Con i suoi 200 milioni di abitanti e 8.510.000 km² di estensione territoriale, il Brasile si classifica come il paese più popoloso dell’America latina e il quinto paese più popolato nel mondo. Possiede una società multietnica, in particolare composta da discendenti indios, coloni portoghesi e schiavi africani che nel corso della storia coloniale hanno raggiunto il paese per soddisfare la richiesta di mano d’opera schiavista, ma soprattutto di diversi gruppi di immigrati che sono arrivati in Brasile tra il 1820, data prossima all’indipendenza del paese, e il 1970. Gli immigrati in questione sono tedeschi, portoghesi, spagnoli ma soprattutto italiani, tant’è vero che oggigiorno quella italiana è la comunità più grande presente nel territorio brasiliano. Il 15% della popolazione brasiliana, infatti, è di origine italiana: circa 25 milioni di persone, rendendo quella brasiliana la più grande comunità italiana nel mondo. Scopriamo la storia della comunità italiana in Brasile.
Storia
I primi immigrati italiani arrivarono in Brasile nel 1874 attraverso la storica Spedizione Tabacchi, infatti, il 17 febbraio del 1974, viene autorizzata e poi finanziata la spedizione che porta nello stato di Espirito Santo 368 famiglie di coloni trentini e veneti che diedero vita alla cosiddetta Colonia Nova Trento, la prima comunità italiana in Brasile. Ma nel 1880 il flusso migratorio aumentò ulteriormente, soprattutto in seguito al 1888, un anno importantissimo per il Brasile, ovvero l’anno dell’abolizione della schiavitù su cui si era basato il sistema lavorativo fino a quel momento. La manodopera degli italiani quindi sostituì in buona parte quella schiava. Chiaramente gli italiani, essendo bianchi e cattolici, non avevano lo stesso trattamento degli schiavi neri ma la qualità della vita era di poco superiore, le condizioni di lavoro della comunità italiana in Brasile erano precarie, anche perché la mentalità schiavista rimase ben intrisa nei proprietari terrieri brasiliani per molto tempo. Una forma tipica di quel periodo fu l’immigrazione sussidiata, il Brasile aveva così tanta necessità di mano d’opera, che aveva perso in seguito all’abolizione della schiavitù, che anticipavano addirittura le spese del viaggio agli emigranti e si occupavano della collocazione, questo però accompagnato anche da violenze e abusi. Tutto ciò portò il governo italiano ad abolire tale forma di immigrazione in Brasile nel 1902 con il Decreto Prinetti.

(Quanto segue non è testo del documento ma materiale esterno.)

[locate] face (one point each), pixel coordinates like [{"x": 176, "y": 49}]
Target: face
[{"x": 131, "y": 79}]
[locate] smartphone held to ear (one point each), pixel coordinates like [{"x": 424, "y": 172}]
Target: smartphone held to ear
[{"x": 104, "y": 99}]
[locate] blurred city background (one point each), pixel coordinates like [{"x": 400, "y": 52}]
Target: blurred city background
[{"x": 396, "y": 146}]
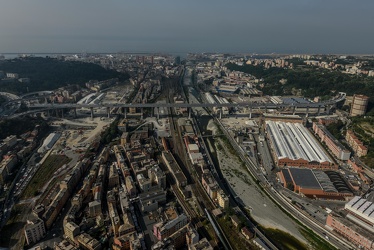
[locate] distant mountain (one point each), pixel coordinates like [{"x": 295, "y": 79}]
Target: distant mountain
[{"x": 50, "y": 73}]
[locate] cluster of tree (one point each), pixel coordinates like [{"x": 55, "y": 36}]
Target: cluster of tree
[
  {"x": 19, "y": 126},
  {"x": 312, "y": 81},
  {"x": 336, "y": 129},
  {"x": 110, "y": 133},
  {"x": 50, "y": 73},
  {"x": 2, "y": 99}
]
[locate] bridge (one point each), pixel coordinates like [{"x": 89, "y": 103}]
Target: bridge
[{"x": 35, "y": 108}]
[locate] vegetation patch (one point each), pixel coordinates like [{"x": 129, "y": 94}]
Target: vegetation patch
[
  {"x": 237, "y": 241},
  {"x": 283, "y": 240},
  {"x": 316, "y": 241},
  {"x": 16, "y": 222},
  {"x": 50, "y": 73},
  {"x": 311, "y": 81},
  {"x": 19, "y": 126},
  {"x": 44, "y": 174}
]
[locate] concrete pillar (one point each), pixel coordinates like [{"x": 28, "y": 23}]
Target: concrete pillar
[{"x": 91, "y": 113}]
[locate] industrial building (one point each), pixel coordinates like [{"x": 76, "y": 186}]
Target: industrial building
[
  {"x": 49, "y": 142},
  {"x": 358, "y": 236},
  {"x": 357, "y": 145},
  {"x": 359, "y": 105},
  {"x": 331, "y": 142},
  {"x": 293, "y": 145},
  {"x": 34, "y": 230},
  {"x": 361, "y": 211},
  {"x": 315, "y": 183}
]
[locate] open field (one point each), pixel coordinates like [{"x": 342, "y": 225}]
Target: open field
[
  {"x": 44, "y": 174},
  {"x": 236, "y": 239},
  {"x": 284, "y": 240}
]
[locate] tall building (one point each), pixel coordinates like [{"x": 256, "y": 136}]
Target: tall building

La maggior parte degli italiani trovarono lavoro nelle piantagioni di caffè negli stati di San Paolo, Rio Grande do Sul, Santa Catarina e Espirito Santo, quindi tutti stati del sud e sud-est del Brasile. Più di un milione e mezzo di italiani emigrarono nel paese, di questa cifra più della metà proveniva dal nord-Italia e soprattutto dal Veneto. Quella in Brasile fu un’emigrazione anomala perché per la prima volta non fu il sud-Italia a partire per il nuovo continente ma il ricco nord. Oggi, quindi, la comunità italiana in Brasile è ampissima, tant’è che negli stati del sud del Brasile la popolazione italiana raggiunge picchi altissimi, come nella città di San Paolo, la seconda città nel mondo per numero di italiani dopo Roma.